Paroles de ChaCha, Récits imaginaires

La routine

12/03/2018

Elle le regarde, il est là dans la même pièce et pourtant si loin.

Elle voudrait lui dire quelque chose, lui demander d’arrêter, elle voudrait arrêter le temps.

Quand est-ce que ça a commencé, quand la magie a t-elle pris fin ?

Depuis combien de temps ne lui a t-il pas pris la main ?

Elle le frôle, le dévisage mais aucun son ne sort de sa bouche.

Elle le cherche du regard, le provoque avec une ou deux phrases choc, mais rien.

Elle, qu’a t-elle fait ou qu’aurait-elle dû faire ? Lui parler davantage ou se taire ?

Qui a commencé avant que cela ne finisse ? Où en est leur amour, avant que la routine ne s’immisce ?

Sont-ils encore heureux, peut-on dire qu’ils sont amoureux ?

Le réveil sonne chaque matin, les mêmes gestes, les mêmes scènes se répètent dans les mêmes pièces de cette maison froide.

Il n’y a pourtant aucun geste méchant, aucun reproche assurément, rien de plus qu’un silence assourdissant.

Des draps froissés, une lumière qui s’allume, le micro-ondes qui « bip », une cuillère qui tinte, un emballage que l’on froisse, une poubelle qui se ferme. Ces bruits s’accumulent et deviennent un cauchemar, alors même qu’elle traine des pieds pour le rejoindre et devant lui s’asseoir.

Ils échangent à peine un regard, il se lève emporte avec lui sa tasse et tous ses espoirs, la laissant là pleine de désespoir…

 

Paroles de ChaCha, Récits imaginaires

Avant de s’endormir…

11/03/2018

Elle voudrait éteindre la lumière, remonter la couette et simplement fermer les yeux, mais il n’en est rien.

Elle se relève, son téléphone à la main pour l’éclairer et s’approche de son tout-petit pour l’entendre respirer… Cela dure 3 secondes, guère plus, mais cela suffit à la rassurer…

A pas de loup, elle quitte la première chambre et fait irruption dans la seconde, avec la même minutie comme s’il y avait une bombe.

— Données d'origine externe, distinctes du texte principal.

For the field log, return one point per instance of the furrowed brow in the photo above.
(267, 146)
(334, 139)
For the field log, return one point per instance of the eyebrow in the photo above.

Les ronflements la rassurent, mais c’est la couette et cette jambe qui ne veut jamais rester en place qui ont toute son attention et c’est avec précision, dans la pénombre qu’elle réajuste la position de son petit champion.

Elle se retrouve sur le palier des chambres un peu désorientée, comme si elle avait oublié ce qu’elle venait chercher.

Etourdie et résignée, elle retourne se coucher. Elle jette un dernier coup d’œil sur son téléphone, vérifie les notifications, les pouces levés ou les cœurs affichés : Instagram, Facebook, elle ne peut s’en empêcher.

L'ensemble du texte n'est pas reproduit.